Consider any Additional Costs
It’s essential that you know all the costs associated with running the property on top of the loan itself. It’s no help knowing you can afford the loan but not the total running costs. You will need to cover maintenance, taxes, insurance and utilities, as well as a property manager if you spend the majority of your time at least an hour away from the property.
Talk to others who live in the area to get a better idea of the running costs and prices for property services. There are many different factors that determine the maintenance requirements of a property, so take these all into account before you invest. Also, always base your assessment on the worst case scenario and don’t risk any leeway when it comes to costs.
Choose an Estate Agent Who Knows the Area
Why would someone not want to buy a home in a picturesque little village away from the hustle and bustle of city life? It all seems too good to be true for some and they’d often be right. That’s because, despite the stunning scenery, tranquil stream, winding country roads and short journey to the coast, you can’t guarantee everything will stay as it looks throughout the year.
A real estate agent can tell you when things change in the local area, whether it’s road closures or even the busiest tourist months. Remember that every holiday location, as beautiful as they may be, have their downfalls, from travel concerns and transport restrictions to parking issues.
Do Research on All Four Seasons
Even if you have set your heart on this particular location after a few weeks in the height of summer, it’s important to see what the area is like during the other seasons as well. Roads may become impassable at some points during the year as maintenance for potholes takes place while the beach may be completely deserted as a result of high tides and harsh weather conditions.
You should rent different properties throughout the year as well to get a better idea of how the community copes with changes throughout the year. If you’re hoping for financial gain, it’s no use investing in a property that offers much lower rental fees outside of the summer months.
Only Purchase What You Can Afford
You can use the endless amounts of mortgage calculators available on the internet nowadays to give you a better idea of what you can afford.
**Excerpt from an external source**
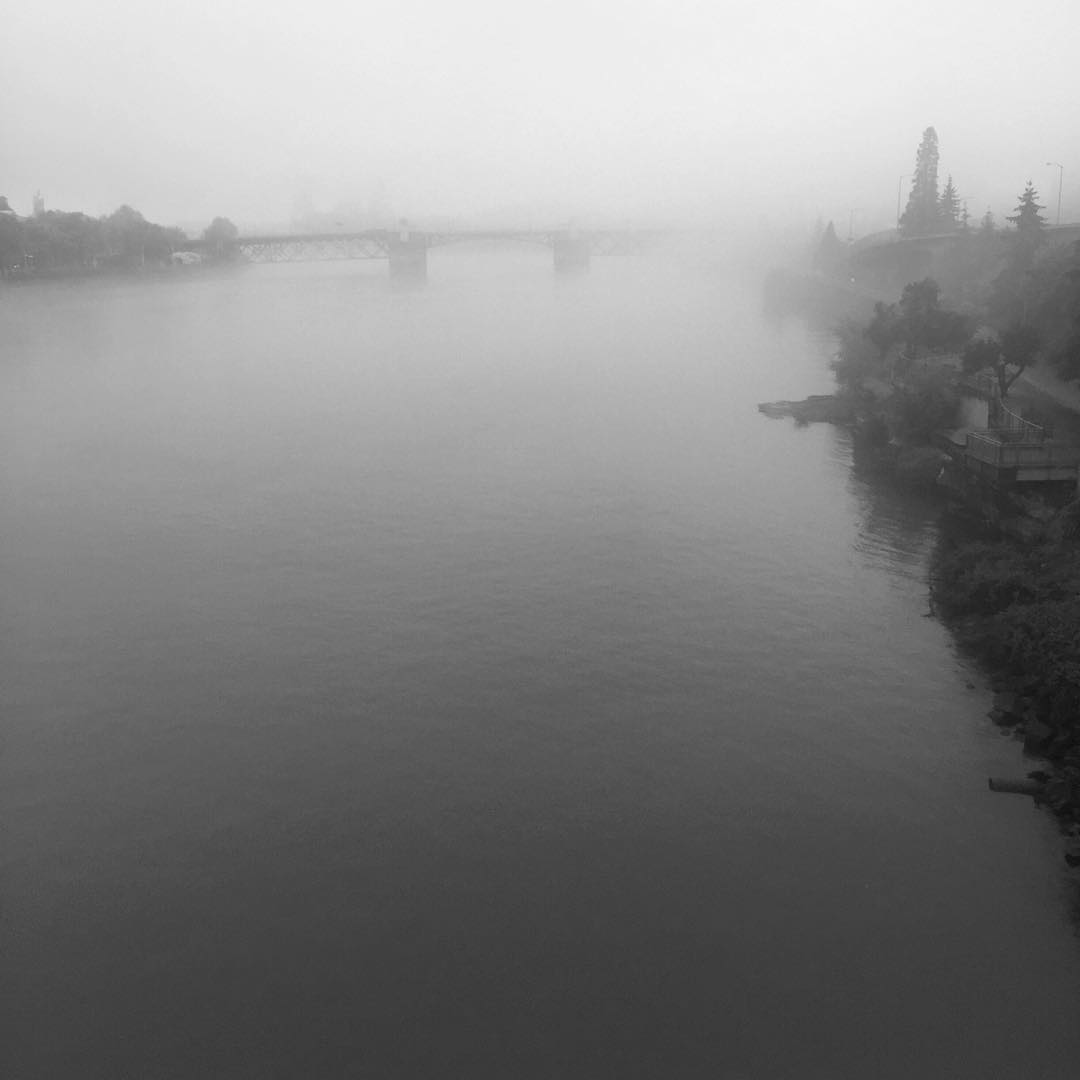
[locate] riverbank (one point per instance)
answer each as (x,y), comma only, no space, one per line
(1010,593)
All you need to do is enter your earnings and what you owe before you are provided with examples of what the banks will offer you.
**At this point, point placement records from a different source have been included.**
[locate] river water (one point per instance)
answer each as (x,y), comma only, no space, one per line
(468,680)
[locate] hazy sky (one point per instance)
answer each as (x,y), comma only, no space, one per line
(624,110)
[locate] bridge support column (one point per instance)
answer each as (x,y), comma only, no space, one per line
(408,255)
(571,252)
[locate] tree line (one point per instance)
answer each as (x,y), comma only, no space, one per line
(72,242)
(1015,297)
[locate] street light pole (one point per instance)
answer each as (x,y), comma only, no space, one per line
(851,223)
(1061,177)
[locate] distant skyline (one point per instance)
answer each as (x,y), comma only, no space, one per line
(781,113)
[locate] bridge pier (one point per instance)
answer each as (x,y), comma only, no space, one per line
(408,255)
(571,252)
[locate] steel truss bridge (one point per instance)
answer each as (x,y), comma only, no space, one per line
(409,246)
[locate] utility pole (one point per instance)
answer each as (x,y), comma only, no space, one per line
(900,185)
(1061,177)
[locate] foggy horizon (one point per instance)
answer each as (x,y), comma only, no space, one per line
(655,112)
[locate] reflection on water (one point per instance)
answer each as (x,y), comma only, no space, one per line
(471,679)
There are now stringent applicant requirements imposed by banks since crazy lending prices lead to hard financial times for the country. You’ll need to consider down payments and the percentage of your income that goes towards the mortgage.
Just remember that, when looking for something you can afford, it’s no problem starting small and making your way up as an investor. In fact, this is the recommended route to take.
Don’t Treat Your Holiday Home as PURELY an investment
This is the biggest mistake first-time investors make because the money you’re likely to make back won’t be anything compared to what you could get on other investments. If you do buy a holiday home, it should be because you were genuinely attracted to the idea of living in it during your resort holidays.
You need to enjoy the area as a whole otherwise it won’t seem like money well spent. You need to have the same devotion to the property as you would if you were keen on staying there, caring for it and improving it if necessary.